Oil prices fell on Monday due to expectations that OPEC might decide this week to ease restrictions on supplies from April 1, and Chinese factories’ production rates, which fell in February to their lowest level in nine months.
In addition to the possibility that China will reduce its imports if China’s strategic oil reserves are already full and not uncommon.
Positive expectations for the major oil companies in 2021
The world’s largest oil companies expect to be in a state of cash flow and gradual financial stability this year, as massive cuts in the past year from price crashes and production cuts have drastically reduced financial flows for many companies.
Record losses and major challenges for these companies were recorded in the past year.
However, companies’ expectations this year for the oil market are positive, especially after the rise in oil prices in recent weeks.
Currently, investment banks largely believe that a tightening oil market, easy monetary policies from governments to boost economies, and oil as a hedge against inflation for investors would lead to oil prices averaging around $60 a barrel this year, with possible spikes to $70 and even $75 before or during the summer.

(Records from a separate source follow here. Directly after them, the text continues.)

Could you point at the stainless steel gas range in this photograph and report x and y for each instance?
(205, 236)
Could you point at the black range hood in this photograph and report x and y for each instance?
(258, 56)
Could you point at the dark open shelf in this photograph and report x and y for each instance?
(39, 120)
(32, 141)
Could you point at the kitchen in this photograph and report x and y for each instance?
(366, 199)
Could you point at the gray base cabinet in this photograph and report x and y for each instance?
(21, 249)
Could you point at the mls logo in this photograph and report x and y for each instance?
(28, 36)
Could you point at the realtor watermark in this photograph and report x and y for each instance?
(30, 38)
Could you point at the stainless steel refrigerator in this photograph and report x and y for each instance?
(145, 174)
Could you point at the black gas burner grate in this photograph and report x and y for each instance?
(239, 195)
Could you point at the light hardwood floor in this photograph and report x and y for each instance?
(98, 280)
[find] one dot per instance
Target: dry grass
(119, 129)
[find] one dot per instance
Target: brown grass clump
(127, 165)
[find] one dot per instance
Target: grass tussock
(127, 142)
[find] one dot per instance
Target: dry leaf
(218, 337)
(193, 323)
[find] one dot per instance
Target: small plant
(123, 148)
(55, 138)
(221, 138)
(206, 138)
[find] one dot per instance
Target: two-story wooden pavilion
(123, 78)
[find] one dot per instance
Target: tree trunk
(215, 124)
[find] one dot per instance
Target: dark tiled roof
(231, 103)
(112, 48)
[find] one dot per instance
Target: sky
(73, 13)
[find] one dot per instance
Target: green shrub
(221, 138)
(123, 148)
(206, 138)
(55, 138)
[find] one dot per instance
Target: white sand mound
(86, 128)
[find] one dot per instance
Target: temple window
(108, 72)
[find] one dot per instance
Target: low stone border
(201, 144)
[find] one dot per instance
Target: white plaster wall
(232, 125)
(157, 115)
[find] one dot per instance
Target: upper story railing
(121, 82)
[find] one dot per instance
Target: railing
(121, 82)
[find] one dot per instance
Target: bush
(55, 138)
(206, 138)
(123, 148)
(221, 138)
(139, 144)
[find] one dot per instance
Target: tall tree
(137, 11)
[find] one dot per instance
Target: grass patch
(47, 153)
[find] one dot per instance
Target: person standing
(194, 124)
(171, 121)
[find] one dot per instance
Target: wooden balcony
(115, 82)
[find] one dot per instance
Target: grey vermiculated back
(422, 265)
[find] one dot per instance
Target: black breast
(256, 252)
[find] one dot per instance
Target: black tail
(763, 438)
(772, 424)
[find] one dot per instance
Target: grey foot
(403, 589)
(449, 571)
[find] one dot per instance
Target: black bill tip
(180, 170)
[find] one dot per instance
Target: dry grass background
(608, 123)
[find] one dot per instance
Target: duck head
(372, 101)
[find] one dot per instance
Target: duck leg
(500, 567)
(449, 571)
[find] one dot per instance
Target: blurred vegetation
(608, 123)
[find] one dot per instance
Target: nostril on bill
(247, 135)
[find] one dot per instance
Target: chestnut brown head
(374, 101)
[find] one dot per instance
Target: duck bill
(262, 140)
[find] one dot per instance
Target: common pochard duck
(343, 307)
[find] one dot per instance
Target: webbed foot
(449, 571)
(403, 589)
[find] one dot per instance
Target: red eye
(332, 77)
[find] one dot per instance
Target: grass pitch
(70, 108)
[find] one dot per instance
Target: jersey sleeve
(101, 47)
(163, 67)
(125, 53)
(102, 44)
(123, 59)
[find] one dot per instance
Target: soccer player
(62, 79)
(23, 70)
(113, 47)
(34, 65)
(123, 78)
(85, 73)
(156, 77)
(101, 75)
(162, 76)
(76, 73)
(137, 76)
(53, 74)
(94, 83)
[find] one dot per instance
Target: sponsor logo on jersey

The major oil companies could see a monetary rebound, according to the energy consultancy.
“The scale of the financial reset has primed the sector for a recovery in free cash flow. At an average price of US$55/bbl.
we estimate free cash flow generation could top US$140 billion in 2021 – exceeding any previous year since 2006. If oil prices reach US$70/bbl., free cash flow would be double the previous peak,” Ellacott says.
Corporates Contributions to Averting the Oil Crisis
Attempts to restore financial stability increased amid the collapse in oil prices and weak oil demand in the past year.
The largest oil companies have been forced to cut thousands of jobs
- ” BP” cut 10,000 jobs or 15% of the workforce.
- “Shell” company cut nearly 9,000 jobs.
- “Exxon” cuts 14,000 jobs, including 1900 jobs only in the United States.
- “Big Oil” has also cut its CAPEX plans and continues to pledge to restrained spending.
Many companies also accelerated their portfolio ratings, selling companies and non-core assets,
such as the liquidation by “BP” of its global petrochemical business to “INEOS” for only $ 5 billion in recent days.
“ExxonMobil” also sold most of its unoccupied assets in the central
and the northern North Sea in the United Kingdom for more than $1 billion to the private equity fund “HitecVision“.
Sales of non-core assets were expected to accelerate as companies
would look to focus their operations on the areas they identified as a factor to increase their cash flow
and investment-generating returns.
These sales are expected to contribute to reducing the debt accumulated over the past year.
If the expected record cash flow is achieved in the coming period,
it will help companies to use the surplus cash to get rid of accumulated debt and allocate
more capital to renewable energy sources and other low-carbon energy companies.